A joint study between Charles Darwin University (CDU) and universities overseas has explored whether good-looking online sellers contribute to consumer engagement.
A joint study between Charles Darwin University (CDU) and universities overseas has explored whether good-looking online sellers contribute to consumer engagement.

Online sellers are more likely to boost their consumer engagement if they are good-looking, according to a new study undertaken by Charles Darwin University (CDU) in collaboration with institutions in China, Vietnam and France.

The study explored the influence of physical attractiveness of sellers who broadcast live streams on the Taobao e-commerce site in China on consumer engagement.

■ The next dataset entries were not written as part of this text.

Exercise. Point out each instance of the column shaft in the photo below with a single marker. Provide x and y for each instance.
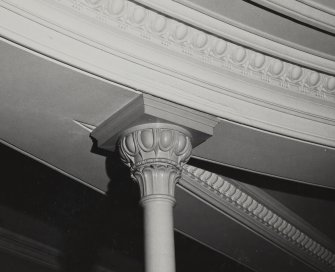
(159, 234)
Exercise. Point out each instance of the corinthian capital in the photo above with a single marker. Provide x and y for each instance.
(155, 154)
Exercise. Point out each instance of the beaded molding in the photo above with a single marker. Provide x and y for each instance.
(228, 190)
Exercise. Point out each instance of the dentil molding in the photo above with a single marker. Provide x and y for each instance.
(152, 52)
(202, 46)
(263, 214)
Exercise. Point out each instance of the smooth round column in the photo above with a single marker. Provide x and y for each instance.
(158, 233)
(156, 154)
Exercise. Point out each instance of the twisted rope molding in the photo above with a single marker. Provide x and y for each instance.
(202, 46)
(229, 190)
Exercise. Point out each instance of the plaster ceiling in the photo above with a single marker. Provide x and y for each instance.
(41, 102)
(246, 14)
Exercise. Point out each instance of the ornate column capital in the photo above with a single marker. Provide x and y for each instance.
(155, 153)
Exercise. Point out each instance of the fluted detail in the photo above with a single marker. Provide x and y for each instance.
(155, 156)
(225, 188)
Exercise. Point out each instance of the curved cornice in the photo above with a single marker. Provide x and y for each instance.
(263, 214)
(306, 11)
(249, 37)
(152, 52)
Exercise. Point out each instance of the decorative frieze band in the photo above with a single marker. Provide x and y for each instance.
(202, 46)
(230, 192)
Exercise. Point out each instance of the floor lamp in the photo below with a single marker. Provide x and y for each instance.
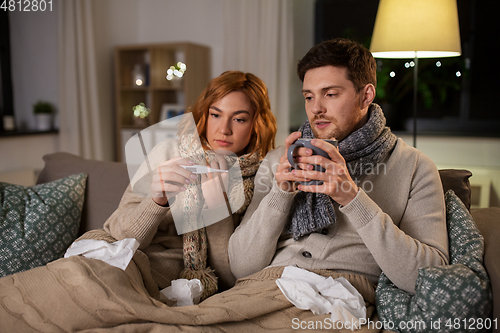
(415, 29)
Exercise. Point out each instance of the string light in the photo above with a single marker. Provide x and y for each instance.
(176, 70)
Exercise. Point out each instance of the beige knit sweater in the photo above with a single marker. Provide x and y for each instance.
(396, 223)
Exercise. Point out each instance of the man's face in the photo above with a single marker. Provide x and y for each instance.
(333, 106)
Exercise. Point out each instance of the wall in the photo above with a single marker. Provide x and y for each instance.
(303, 40)
(119, 22)
(481, 156)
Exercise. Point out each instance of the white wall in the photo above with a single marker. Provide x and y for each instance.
(303, 40)
(481, 156)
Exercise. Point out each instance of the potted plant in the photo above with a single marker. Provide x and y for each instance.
(44, 112)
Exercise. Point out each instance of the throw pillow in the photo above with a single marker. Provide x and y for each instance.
(38, 224)
(451, 298)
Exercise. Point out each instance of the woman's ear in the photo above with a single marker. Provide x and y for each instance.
(368, 95)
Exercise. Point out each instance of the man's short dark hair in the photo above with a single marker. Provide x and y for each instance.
(341, 52)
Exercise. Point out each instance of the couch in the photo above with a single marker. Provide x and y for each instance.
(108, 180)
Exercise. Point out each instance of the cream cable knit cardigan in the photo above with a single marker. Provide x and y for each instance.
(396, 224)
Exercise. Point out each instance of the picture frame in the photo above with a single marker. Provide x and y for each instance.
(168, 111)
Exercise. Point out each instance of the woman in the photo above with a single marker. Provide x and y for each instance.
(232, 114)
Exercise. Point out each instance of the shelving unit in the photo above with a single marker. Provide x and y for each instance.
(156, 90)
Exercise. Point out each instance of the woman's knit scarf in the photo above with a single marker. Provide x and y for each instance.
(362, 150)
(195, 245)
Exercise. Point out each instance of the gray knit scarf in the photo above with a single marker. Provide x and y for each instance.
(362, 150)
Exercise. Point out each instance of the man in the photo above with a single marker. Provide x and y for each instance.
(381, 206)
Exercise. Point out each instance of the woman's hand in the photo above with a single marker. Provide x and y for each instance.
(169, 179)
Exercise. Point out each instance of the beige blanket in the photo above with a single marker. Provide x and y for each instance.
(80, 294)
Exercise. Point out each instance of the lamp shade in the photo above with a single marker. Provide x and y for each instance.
(416, 28)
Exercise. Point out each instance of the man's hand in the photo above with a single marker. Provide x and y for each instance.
(337, 182)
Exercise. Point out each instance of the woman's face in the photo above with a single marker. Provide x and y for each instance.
(230, 122)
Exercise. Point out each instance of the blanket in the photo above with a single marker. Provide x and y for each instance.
(78, 294)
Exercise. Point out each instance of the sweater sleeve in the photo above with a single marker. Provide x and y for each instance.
(421, 240)
(136, 217)
(253, 244)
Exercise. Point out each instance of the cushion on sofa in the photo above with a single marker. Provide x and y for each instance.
(456, 295)
(38, 224)
(106, 184)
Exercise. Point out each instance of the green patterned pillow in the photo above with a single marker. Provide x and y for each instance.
(38, 224)
(451, 298)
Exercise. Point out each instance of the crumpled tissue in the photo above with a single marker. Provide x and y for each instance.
(310, 291)
(184, 292)
(117, 254)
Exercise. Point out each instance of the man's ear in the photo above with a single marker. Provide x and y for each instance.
(368, 95)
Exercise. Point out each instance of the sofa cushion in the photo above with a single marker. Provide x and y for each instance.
(38, 224)
(106, 184)
(457, 295)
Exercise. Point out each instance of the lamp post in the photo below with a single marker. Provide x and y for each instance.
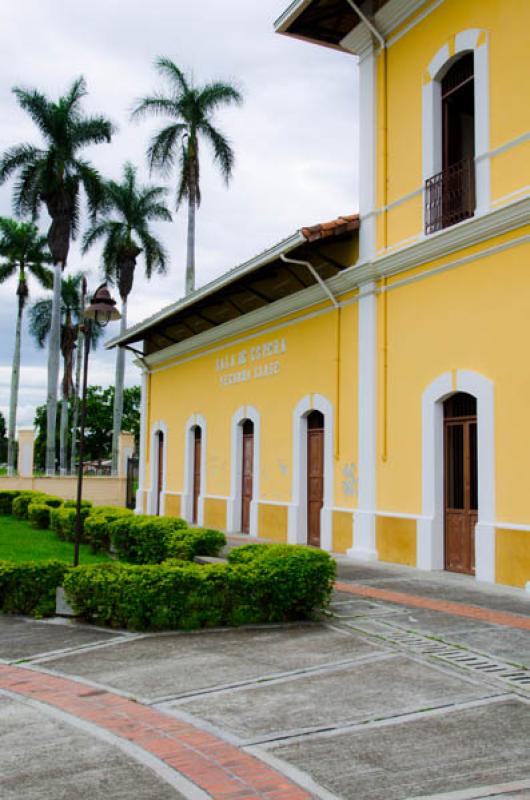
(100, 312)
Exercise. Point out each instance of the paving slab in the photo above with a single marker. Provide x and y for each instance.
(433, 753)
(22, 638)
(168, 665)
(367, 691)
(442, 586)
(43, 758)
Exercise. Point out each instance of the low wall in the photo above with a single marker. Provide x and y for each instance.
(103, 491)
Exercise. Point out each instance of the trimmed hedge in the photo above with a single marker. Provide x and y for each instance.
(150, 540)
(62, 522)
(97, 525)
(6, 500)
(271, 584)
(29, 587)
(39, 515)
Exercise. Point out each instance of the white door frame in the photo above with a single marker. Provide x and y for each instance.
(297, 520)
(186, 503)
(430, 527)
(158, 427)
(233, 506)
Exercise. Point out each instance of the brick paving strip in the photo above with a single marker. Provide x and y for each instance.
(446, 606)
(218, 768)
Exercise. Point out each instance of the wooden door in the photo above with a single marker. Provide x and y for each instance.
(196, 474)
(461, 490)
(160, 471)
(315, 476)
(247, 474)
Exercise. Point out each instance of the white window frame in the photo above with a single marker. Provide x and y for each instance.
(233, 506)
(158, 427)
(297, 521)
(186, 502)
(476, 41)
(430, 527)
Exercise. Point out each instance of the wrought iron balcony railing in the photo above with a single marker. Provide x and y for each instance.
(450, 196)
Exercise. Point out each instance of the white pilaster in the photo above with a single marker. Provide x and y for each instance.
(367, 150)
(140, 499)
(364, 543)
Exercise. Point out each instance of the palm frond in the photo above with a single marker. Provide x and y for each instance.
(169, 69)
(163, 150)
(223, 153)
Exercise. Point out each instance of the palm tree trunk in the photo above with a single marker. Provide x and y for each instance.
(190, 260)
(13, 399)
(54, 353)
(63, 438)
(75, 420)
(118, 391)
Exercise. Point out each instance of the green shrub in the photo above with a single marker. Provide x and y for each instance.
(39, 515)
(62, 522)
(272, 584)
(73, 503)
(97, 525)
(6, 500)
(142, 539)
(21, 503)
(29, 588)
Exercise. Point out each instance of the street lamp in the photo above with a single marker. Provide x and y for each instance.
(100, 312)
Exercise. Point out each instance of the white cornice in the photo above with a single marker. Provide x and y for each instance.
(387, 19)
(466, 234)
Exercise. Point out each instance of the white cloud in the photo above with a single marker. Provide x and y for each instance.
(295, 137)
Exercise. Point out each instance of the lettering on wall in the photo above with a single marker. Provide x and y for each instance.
(251, 363)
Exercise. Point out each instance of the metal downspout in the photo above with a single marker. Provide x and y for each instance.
(325, 288)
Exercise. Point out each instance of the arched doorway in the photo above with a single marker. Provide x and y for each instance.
(315, 475)
(197, 444)
(159, 471)
(460, 482)
(247, 472)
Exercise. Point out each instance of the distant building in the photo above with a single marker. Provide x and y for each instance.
(374, 399)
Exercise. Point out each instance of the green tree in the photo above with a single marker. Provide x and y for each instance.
(125, 229)
(40, 320)
(190, 109)
(53, 175)
(23, 252)
(98, 431)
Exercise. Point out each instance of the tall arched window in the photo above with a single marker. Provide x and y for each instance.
(450, 193)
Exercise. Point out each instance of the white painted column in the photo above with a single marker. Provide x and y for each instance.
(364, 543)
(367, 151)
(140, 499)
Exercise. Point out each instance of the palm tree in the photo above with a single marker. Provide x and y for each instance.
(124, 227)
(53, 175)
(23, 251)
(191, 109)
(40, 324)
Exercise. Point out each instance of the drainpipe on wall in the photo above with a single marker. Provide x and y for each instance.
(384, 130)
(325, 288)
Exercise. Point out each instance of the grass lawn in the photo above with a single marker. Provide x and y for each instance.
(20, 542)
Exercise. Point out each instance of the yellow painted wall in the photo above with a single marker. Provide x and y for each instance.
(407, 61)
(396, 540)
(475, 317)
(272, 522)
(214, 513)
(512, 555)
(308, 366)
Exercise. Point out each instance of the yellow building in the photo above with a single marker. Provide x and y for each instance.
(365, 384)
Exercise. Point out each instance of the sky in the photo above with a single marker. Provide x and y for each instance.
(295, 137)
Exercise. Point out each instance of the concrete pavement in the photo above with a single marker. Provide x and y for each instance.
(382, 699)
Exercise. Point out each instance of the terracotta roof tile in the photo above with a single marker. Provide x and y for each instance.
(336, 227)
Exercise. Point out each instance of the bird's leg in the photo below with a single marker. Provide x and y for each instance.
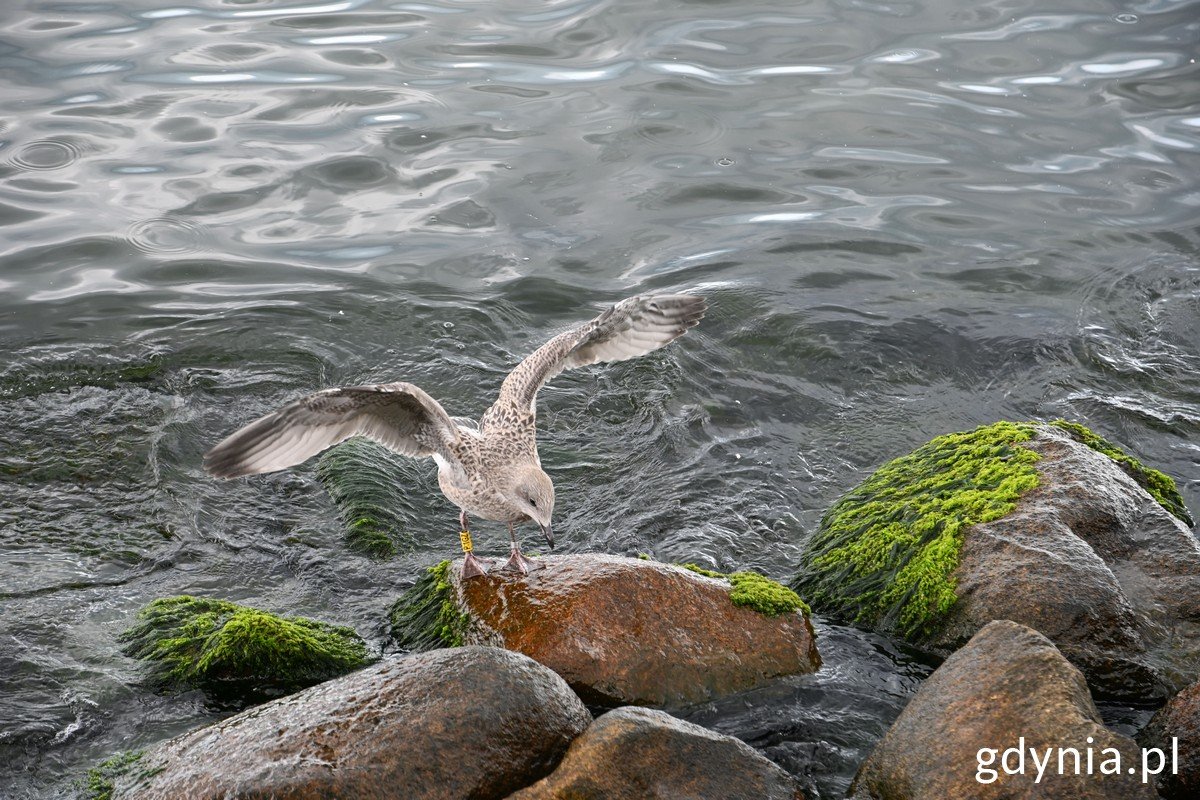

China has the largest live streaming e-commerce market in the world. 

CDU Senior Lecturer Ninh Nguyen worked alongside academics at China’s Xiamen University and Zhejiang University of Finance and Economics, Vietnam’s Dong Nai University of Technology and Thuong Mai University, and the Excelia Business School in France.

The study examined data collected from 810 Taobao consumers. Ninety per cent of respondents were aged between 20 and 30 years old, and 86.7 per cent of participants said they watched live streams for one-to-two hours per day.

The more time consumers spent watching live streaming services, the more they engaged with broadcasters and other viewers.

Dr Nguyen said consumers participated in a survey asking a series of questions on their emotions, thoughts and behaviours when watching broadcasts.

In live streaming e-commerce a broadcaster can live stream products and interact with consumers in real time. Consumers can see, comment, and discuss with the broadcaster and other consumers on the same platform.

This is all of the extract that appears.